Note: If you’re looking for something a little extra to add to your hash, a hollandaise sauce might make a nice addition. Use it instead of or in addition to the mustard glaze. It (hopefully) should complement the beets and sausages nicely.

The Hash-Slinging Slasher

(You’ll have to excuse my great lack of skill in the photography department. Not only am I working with my tiny/outdated cell phone camera and poor kitchen lighting, but I also don’t entirely have the artistic eye for food photos. Yet.)

For this recipe, I used two ingredients that came in my produce bag: beets and golden potatoes, both from Van Dessel Farms in Accomack, VA. Ordinarily (well, lately) I try to stick to a vegetarian diet, but when I saw this recipe for maple mustard glazed chicken sausage with roasted potatoes and apples, it sounded so good that I had to try. (Plus, I’ve always had a soft spot in my heart for chicken sausage.) I decided to adapt that recipe into a hash (inspired by this red flannel hash) for several reasons. First, roasting things takes an awfully long time, and I wanted to be sure I got the potatoes right to that crispy outside, smooth inside consistency of a nice potato hash. Second, I wanted to use my apples for morning glory muffins instead of roasting them with the potatoes and sausage. And third, I really love a poached egg.

The potatoes cooked up nicely, although I’m not sure if their flavor would have been all that different from an ordinary yellow potato in this dish. The beets, however, worked really well and their quality was pretty apparent. Because they were cut so small, they became nice and tender in just enough time for the potatoes to get perfectly crispy. I have two more beets from my produce bag, though I’m not sure in what recipe I’ll use them. (I have a shortlist at the moment, which consists of beet and black bean veggie burgers, a beet and ricotta grilled cheese with watercress [also in my produce bag], and a spicy beet and lentil soup.

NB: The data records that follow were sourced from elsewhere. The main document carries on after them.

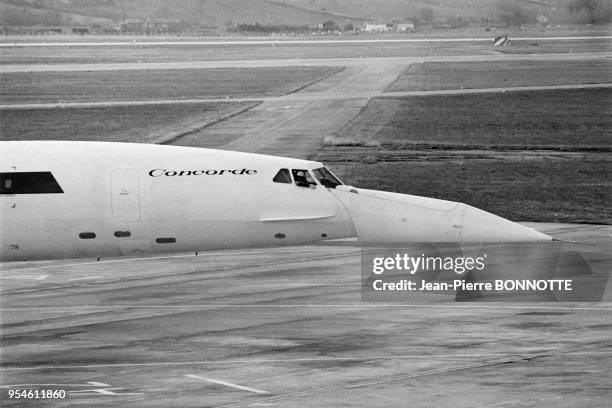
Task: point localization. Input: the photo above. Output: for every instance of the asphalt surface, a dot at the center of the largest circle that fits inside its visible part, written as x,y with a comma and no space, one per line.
287,327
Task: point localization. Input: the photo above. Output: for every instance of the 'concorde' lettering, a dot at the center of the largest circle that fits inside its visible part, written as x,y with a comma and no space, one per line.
211,172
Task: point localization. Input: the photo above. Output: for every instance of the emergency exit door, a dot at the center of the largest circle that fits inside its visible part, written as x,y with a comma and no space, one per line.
125,195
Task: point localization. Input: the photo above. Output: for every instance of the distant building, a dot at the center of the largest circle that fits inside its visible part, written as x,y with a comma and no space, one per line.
404,27
328,26
379,28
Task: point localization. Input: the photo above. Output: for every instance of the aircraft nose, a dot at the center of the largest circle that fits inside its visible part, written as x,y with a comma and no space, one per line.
380,216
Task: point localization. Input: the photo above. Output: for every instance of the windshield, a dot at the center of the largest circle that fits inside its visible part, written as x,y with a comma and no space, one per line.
326,177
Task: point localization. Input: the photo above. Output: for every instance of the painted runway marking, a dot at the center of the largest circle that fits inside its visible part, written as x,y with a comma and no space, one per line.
103,388
289,42
85,278
293,305
190,255
267,63
25,277
228,384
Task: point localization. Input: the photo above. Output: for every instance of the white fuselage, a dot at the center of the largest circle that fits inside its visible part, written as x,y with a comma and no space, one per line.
93,199
140,199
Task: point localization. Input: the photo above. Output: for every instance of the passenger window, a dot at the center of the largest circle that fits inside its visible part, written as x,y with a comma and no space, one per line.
282,176
303,178
326,178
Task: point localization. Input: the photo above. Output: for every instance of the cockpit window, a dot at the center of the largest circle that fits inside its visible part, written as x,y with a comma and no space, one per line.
282,176
303,178
37,182
326,178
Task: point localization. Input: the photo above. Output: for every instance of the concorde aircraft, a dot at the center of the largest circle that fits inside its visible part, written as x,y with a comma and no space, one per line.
64,199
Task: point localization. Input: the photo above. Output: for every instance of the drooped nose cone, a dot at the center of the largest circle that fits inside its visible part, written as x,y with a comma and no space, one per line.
381,216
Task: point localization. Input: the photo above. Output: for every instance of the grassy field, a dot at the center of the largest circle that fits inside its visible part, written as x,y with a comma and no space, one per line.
489,74
156,84
527,156
562,120
153,124
50,55
553,189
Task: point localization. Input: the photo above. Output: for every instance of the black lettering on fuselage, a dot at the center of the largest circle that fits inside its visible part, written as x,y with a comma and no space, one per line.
211,172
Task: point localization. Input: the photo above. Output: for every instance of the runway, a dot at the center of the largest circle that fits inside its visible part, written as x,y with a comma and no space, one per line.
286,327
298,97
328,62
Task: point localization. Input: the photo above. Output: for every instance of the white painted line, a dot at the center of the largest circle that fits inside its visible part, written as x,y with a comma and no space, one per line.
492,305
44,385
190,255
289,42
267,63
228,384
85,278
25,277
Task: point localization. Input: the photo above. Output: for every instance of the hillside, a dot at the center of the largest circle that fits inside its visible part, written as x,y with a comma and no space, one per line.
218,13
226,13
441,10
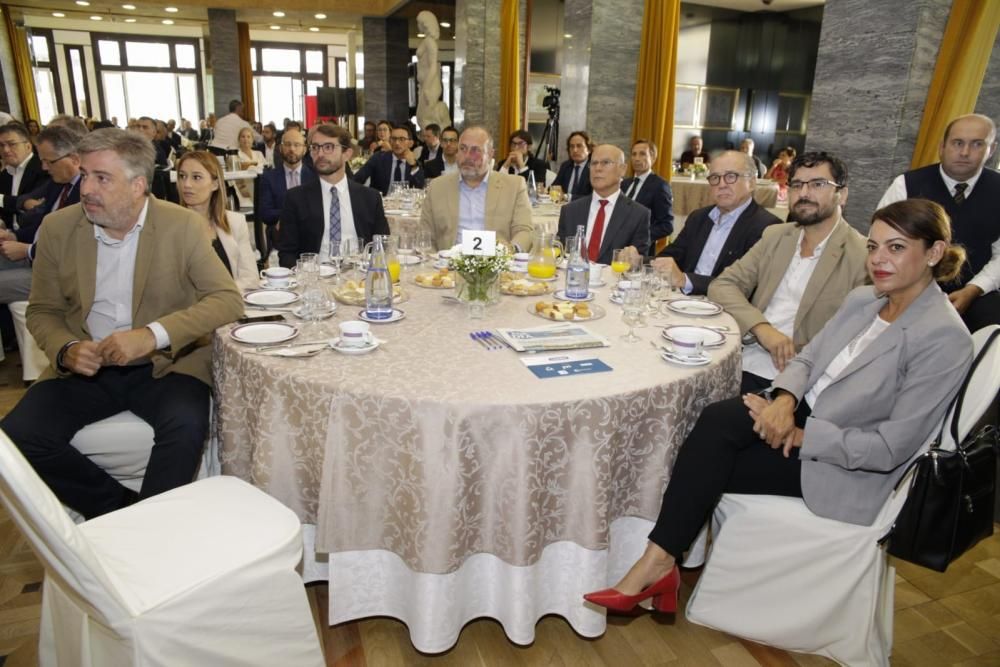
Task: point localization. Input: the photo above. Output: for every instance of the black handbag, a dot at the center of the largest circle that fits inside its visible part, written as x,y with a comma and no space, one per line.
950,505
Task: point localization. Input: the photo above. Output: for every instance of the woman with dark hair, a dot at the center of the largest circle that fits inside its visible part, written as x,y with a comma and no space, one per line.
201,189
844,419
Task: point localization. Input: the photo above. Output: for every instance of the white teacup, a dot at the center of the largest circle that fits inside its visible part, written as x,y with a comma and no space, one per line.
277,276
355,333
687,343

Suggestions/adaptations are welcome and encouraged!)

Everyone (especially my roommate and neighbors) will be happy to know that I did NOT set off the smoke alarm during this recipe! I did make a lot of smoke (between the onions, which I overcooked a bit, and the sausages, which I “seared,” read as “burned, but only on one side”). That being said, I also had two medium-sized meltdowns… One over the incredible amount of time it takes to properly dice potatoes, and once because  four potatoes turned out to be WAY TOO MANY and the pan was too small and the proportions were all wrong and it was just downhill from there. But after all the fuss (a reprisal of the semi-affectionate term “Brakedown” seems appropriate here), it turned out to be a pretty reasonably easy dish to whip up, as long as you’re alright with slogging through dicing for the first bit.

I cooked up a storm this past weekend, so look forward to a few more posts throughout the week about other dishes featuring the delicious products from this week’s bag. I’m also planning on trying a few more throughout the week, and will hopefully preface each by reading a little more about the farms my food is coming from so I can tell you about that experience. Stay tuned!

4 Responses to A Lot on My Plate – The Hash-Slinging Slasher

  1. Linda December 7, 2015 at 10:28 pm #

    Great post – I love beets and my vote is beer and ricotta grilled sandwich ! Your humor comes through from the SpongeBob clip to the “hashtag” joke. Can’t wait for your next post.

  2. Linda December 7, 2015 at 10:30 pm #

    Beets not beer!

  3. kclicquot December 8, 2015 at 6:51 am #

    No dinner bell? (aka smoke alarm) How will everyone know when it’s ready?